就在这时,阿尔伯特-张听见走廊上想起保安定时巡逻的声音。他想起了加班时、那些不请自到的清洁员们。他们似乎每天早上四点钟要为大员们打扫办公室。于是阿尔伯特-张决定混在清洁队伍里,溜进雷先生的办公室。只是,他因为经常加班,很多保安和清洁员老远都能认出自己呀!
出乎意料,打扫雷先生办公室的清洁员,是个没怎么去过18楼的大姐。她在电梯里看见阿尔伯特-张,也以为他就是个新来的保洁员,没有特别留意。她嘟噜着腮,用保安室给的钥匙打开雷先生的办公室门,开始打扫。
凌晨四点是人类最睏的时刻。
一边负责看着的保安员打着哈欠,吩咐清洁大姐不要乱动雷先生屋子里的东西,就下楼抽烟提神了。躲在拐弯处墙角里的阿尔伯特-张,赶紧在走廊上、把清洁姐姐的吸尘器插头给拔下来。清洁姐姐以为是电源松了,就出来检查。阿尔伯特-张乘机从另一侧的走廊,溜进去,藏在了大老板的衣帽橱子里。
“真倒霉,吸尘机居然坏了。”
原来刚才阿尔伯特-张力气用的太多,把电源插头都扯脱了。清洁姐姐也懒得再换。她看见保安去偷懒,心里很不平衡,又看见地上很干净,略微掸掸尘土,就锁上门出去了。阿尔伯特-张赶紧爬出来,他靠着外面的灯光,迅速找到了窗边那只木雕孔雀。
只是这只孔雀却怎么也打不开。
就在没办法的时候,银行家想起CD上那只西装革履的小鹅是光着身子、坐在孔雀头上的。于是他就试了试孔雀的羽冠,居然真的能拔下来。然后他又试了试孔雀的两个翅膀,也能卸下来。等他把尾巴也拔下来,整个孔雀的身体就只剩下一个木雕瓶子了。他从里面摸到了一张发毛毛的纸张。

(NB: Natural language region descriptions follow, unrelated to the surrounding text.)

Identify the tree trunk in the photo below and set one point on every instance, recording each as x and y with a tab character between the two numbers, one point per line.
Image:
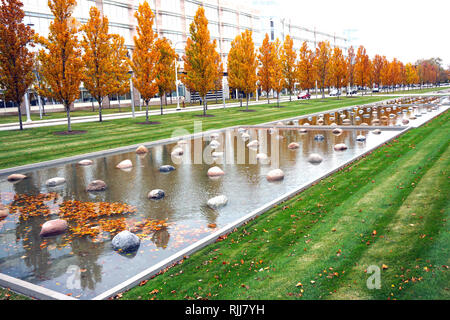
20	114
69	126
100	110
205	105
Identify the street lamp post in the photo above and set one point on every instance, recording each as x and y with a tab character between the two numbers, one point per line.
176	75
132	93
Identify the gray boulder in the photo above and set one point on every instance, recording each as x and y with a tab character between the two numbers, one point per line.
217	202
125	242
166	168
96	185
156	194
53	182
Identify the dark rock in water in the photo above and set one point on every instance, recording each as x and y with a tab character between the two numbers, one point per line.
96	185
166	168
126	242
319	137
54	228
156	194
16	177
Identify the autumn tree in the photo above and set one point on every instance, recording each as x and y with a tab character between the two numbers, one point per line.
242	64
98	72
306	74
60	56
288	63
362	68
412	76
378	63
201	60
322	64
145	56
166	66
338	69
16	61
278	79
351	66
121	67
267	64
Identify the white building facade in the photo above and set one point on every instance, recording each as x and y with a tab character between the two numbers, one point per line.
226	19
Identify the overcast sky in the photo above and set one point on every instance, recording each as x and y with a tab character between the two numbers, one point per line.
406	29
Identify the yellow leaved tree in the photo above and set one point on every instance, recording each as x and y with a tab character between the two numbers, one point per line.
322	64
267	63
145	56
338	69
288	62
242	64
60	56
166	66
98	72
202	63
306	73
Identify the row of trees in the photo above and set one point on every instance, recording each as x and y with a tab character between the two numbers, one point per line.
278	66
74	53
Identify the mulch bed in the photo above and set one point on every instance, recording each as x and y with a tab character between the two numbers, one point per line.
149	123
204	116
69	133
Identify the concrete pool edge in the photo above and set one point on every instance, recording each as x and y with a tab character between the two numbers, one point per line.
60	161
152	271
31	290
39	292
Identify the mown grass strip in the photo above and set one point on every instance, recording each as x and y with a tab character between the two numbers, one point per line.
40	144
316	245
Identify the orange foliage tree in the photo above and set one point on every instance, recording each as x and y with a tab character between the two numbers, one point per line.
362	68
166	66
306	74
378	63
351	66
242	64
98	72
60	56
278	78
267	64
338	69
145	56
412	77
121	67
201	61
288	62
16	61
322	64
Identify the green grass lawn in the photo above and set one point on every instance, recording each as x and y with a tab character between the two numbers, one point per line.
389	209
105	111
40	144
415	91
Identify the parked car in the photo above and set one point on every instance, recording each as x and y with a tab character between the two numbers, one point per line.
352	91
304	95
335	93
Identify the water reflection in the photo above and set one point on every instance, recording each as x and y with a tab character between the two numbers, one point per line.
24	254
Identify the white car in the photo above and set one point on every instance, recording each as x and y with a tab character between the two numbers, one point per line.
335	92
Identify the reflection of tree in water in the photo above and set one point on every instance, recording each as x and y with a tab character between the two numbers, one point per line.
88	253
36	257
161	238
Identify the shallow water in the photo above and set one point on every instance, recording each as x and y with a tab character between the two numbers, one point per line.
85	267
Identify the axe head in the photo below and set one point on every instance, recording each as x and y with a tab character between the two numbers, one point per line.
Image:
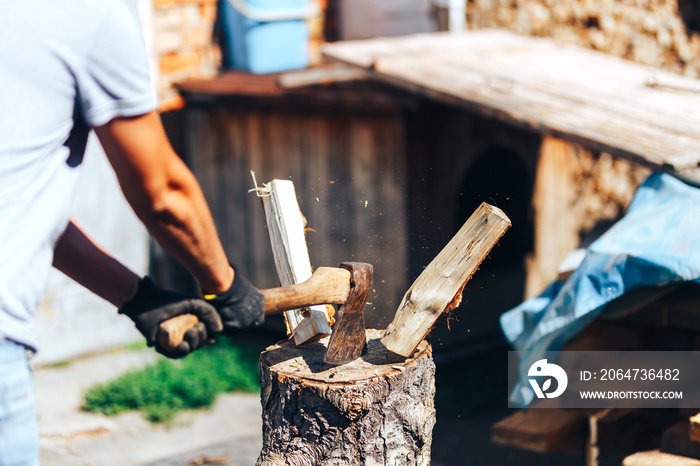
348	339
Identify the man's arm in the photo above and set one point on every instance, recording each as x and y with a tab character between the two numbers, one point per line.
166	197
81	259
140	299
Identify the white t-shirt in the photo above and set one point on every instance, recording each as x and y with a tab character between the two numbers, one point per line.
65	66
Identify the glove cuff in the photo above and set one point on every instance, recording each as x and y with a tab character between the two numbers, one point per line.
144	291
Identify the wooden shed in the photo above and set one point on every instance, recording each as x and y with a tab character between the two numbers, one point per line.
389	167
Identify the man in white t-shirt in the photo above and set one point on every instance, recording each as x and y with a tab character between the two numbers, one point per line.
67	67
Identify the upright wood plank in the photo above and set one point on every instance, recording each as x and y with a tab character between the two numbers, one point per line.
286	228
439	288
556	230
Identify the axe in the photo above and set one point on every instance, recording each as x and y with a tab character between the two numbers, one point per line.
348	285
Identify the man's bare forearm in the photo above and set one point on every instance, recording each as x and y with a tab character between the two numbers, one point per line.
81	259
166	196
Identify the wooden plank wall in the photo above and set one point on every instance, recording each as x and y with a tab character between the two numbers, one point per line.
350	176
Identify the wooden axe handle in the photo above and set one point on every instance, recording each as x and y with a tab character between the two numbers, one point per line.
327	285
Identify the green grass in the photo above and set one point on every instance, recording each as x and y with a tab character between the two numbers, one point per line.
162	390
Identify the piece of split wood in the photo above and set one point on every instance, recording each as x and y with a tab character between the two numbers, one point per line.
285	225
439	288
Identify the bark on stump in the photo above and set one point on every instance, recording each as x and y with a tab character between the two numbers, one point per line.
377	410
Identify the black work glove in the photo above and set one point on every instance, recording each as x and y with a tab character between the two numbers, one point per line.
151	305
240	307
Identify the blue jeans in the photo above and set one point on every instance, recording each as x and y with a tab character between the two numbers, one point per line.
19	431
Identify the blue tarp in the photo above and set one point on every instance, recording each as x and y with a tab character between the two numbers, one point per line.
656	243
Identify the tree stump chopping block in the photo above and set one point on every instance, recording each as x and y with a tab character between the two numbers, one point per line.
376	410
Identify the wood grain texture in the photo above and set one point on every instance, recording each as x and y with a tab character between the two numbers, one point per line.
598	100
353	172
285	225
439	288
379	409
658	458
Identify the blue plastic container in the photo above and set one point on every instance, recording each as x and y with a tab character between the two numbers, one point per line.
266	36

阿尔伯特-张的心狂跳了起来。他知道自己拿到了秘密,但是他也害怕的连站都站不起来了。他哆嗦着把孔雀安回原形,就听见走廊里又传来了保安的声音:
“阿姐,这是大老板的办公室,你打扫两下就跑,明天雷生要把我们都从楼上扔下来的!”
“怎么会?雷生人那么好?”
“人好?人好能当上这里的大老板吗?”保安轻声呵斥,然后阿尔伯特-张就隐约听见了掏钥匙的声音。他急忙爬到老板桌下面,摸到了开后门的狮子牙,在最后一刻、躲进了后门。

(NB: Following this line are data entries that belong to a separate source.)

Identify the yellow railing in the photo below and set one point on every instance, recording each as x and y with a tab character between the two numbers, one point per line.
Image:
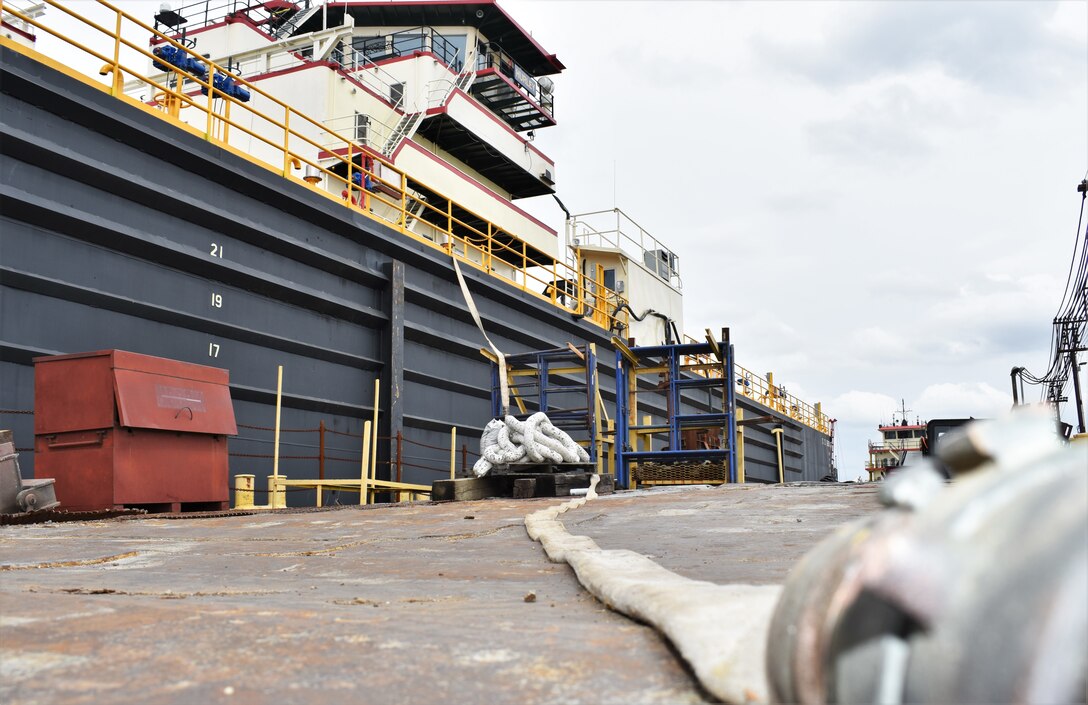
764	391
393	196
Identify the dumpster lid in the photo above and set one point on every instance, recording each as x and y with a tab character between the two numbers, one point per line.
148	400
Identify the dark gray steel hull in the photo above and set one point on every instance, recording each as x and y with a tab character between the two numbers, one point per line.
119	231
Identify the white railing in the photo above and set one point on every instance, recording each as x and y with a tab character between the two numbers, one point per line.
616	230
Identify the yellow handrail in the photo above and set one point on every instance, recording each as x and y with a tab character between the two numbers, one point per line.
758	388
487	243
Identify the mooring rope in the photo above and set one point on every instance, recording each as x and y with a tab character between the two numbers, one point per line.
719	630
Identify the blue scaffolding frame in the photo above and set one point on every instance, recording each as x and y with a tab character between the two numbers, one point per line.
669	359
540	379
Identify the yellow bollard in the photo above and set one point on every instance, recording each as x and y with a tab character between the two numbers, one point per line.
778	447
453	452
277	492
244	492
365	469
740	447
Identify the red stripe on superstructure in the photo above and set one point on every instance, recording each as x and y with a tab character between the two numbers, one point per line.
19	32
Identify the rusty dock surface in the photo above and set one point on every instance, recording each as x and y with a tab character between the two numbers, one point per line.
400	604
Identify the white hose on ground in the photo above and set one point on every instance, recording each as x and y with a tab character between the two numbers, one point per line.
535	440
719	630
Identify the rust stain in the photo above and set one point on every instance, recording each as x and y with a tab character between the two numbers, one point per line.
71	564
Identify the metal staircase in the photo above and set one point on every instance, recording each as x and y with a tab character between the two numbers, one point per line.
406	127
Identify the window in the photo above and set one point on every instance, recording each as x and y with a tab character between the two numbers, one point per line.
361	127
455	46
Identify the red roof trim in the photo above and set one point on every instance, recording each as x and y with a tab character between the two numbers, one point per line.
454	170
551	59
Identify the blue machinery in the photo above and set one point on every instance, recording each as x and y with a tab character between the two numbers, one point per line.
684	367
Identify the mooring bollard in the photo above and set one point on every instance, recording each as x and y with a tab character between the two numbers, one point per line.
244	492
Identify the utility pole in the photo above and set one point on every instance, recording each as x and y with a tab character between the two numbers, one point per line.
1075	371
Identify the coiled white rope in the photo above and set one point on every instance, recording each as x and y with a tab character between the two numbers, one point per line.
533	441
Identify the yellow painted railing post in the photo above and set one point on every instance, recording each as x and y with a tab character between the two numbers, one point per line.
365	466
275	445
286	141
489	246
118	87
277	492
404	199
453	452
244	491
210	107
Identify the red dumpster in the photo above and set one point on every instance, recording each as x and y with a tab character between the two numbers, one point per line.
118	429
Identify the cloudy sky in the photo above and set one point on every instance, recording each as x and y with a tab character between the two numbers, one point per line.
877	198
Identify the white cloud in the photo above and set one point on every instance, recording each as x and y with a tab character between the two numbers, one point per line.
962	399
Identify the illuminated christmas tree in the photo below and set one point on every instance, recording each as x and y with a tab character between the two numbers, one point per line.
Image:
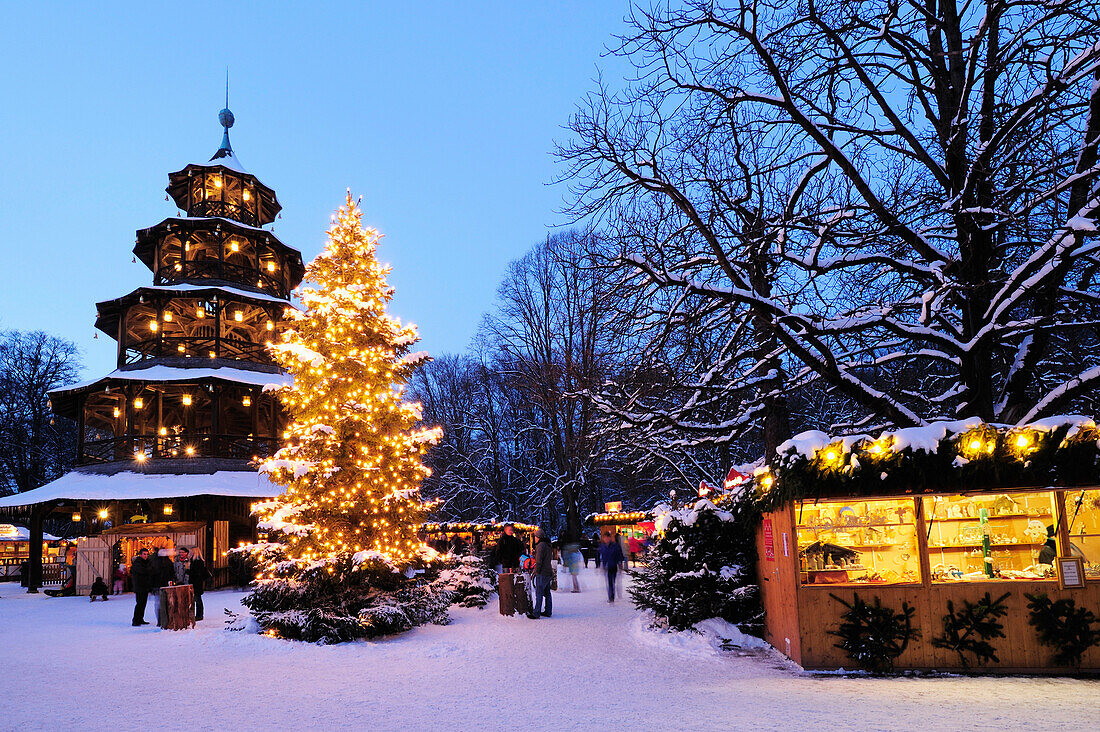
349	563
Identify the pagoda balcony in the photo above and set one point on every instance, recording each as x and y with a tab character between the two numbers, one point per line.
143	448
216	271
224	209
191	350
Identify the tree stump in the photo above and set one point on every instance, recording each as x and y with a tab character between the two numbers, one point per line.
177	603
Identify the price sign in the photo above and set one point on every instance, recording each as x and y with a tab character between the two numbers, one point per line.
1070	572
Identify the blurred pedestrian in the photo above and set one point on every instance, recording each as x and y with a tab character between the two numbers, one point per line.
611	557
543	575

等他惊魂未定的从三楼停车场出来,居然顶头遇到了一个穿着花裙子的女人,涂脂抹粉的,有点眼熟。她正在跟三楼的一个保安调情。
“呀,你不是私人投资部的阿尔伯特-张吗?”女人大声喊叫起来。
阿尔伯特-张才认出她不就是医院里那个夏露妈妈吗?
“你不是戴安娜妈妈?怎么在这里?”
保安听了大吃一惊,一把推开女人:“你什么时候有女儿的?我怎么不知道?”他都忘了问银行的中层、怎么穿着保洁员的制服。
“唉!是他呆!之前人家雇我去医院骗他的。可是他不是银行高级经理吗?怎么成保洁员了?”女人撒娇着问,最后一句话点题。
保安才想起来,就要去追阿尔伯特-张。但是银行家早从阳台对开的楼道跑了出来。跑到一半,阿尔伯特-张才想起自己干什么要跑,自己的衣服是保安大哥借给他的。于是,他不忿的上来、要找夏露的假妈妈理论一下。
等他穿过阳台,走到主楼门口的时候,才恍然大悟。李向耀离开前说的话,字字都是有意思的:
夏露服用的LSD毒品,是银行内部的人提供的。
而唯一能不被摄像镜头拍到、就能进到三楼阳台,跟夏露见面的人,就是顺着自己今晚走的那条老板专用密道、进来的。
虽然,阿尔伯特-张想不明白夏露被害的原因,但是毋庸置疑,她的堕楼,并非她一时糊涂吸了毒,掉下楼去的。阿尔伯特-张一边想着,一边在阳台上四处萨摩起来。就在他站在阳台护栏,往下看的时候,一双手出现在他的背后,一把攥住了他的后肩膀,把他死命的按在了三楼的阳台边上。
“啊---啊----救命啊!”
虽然,阿尔伯特-张觉得两个膀子都要被人按断了,但是他毕竟是个男人,即使饿了一天,他也不是夏露。银行家慌忙之间,用后脚一下跺了背后男人的脚趾头。袭击他的人,没有料到这一手,疼的一下松开了阿尔伯特-张。阿尔伯特-张顺势往阳台门口跑,但是后面的男人又追了过来,他手里似乎有什么东西,正要往阿尔伯特-张的脖子上插。
就在这时,刚才和假夏露妈妈调情的保安听见了动静。
夏露妈妈也是个无事忙,她跑在最前面,朝阳台和主楼中间的无人自动门、一伸手。门从里向外一下打开了,阿尔伯特-张吓得蹲在了地上,后面追赶他的人,绊了一跤,正撞在打开的自动门上。手里的东西也掉在了阿尔伯特-张的眼前。银行家正吓得浑身哆嗦,忍不住抄起那个东西,扎在了袭击他的男人小腿上。男人发出了一声杀猪一样的嚎叫声。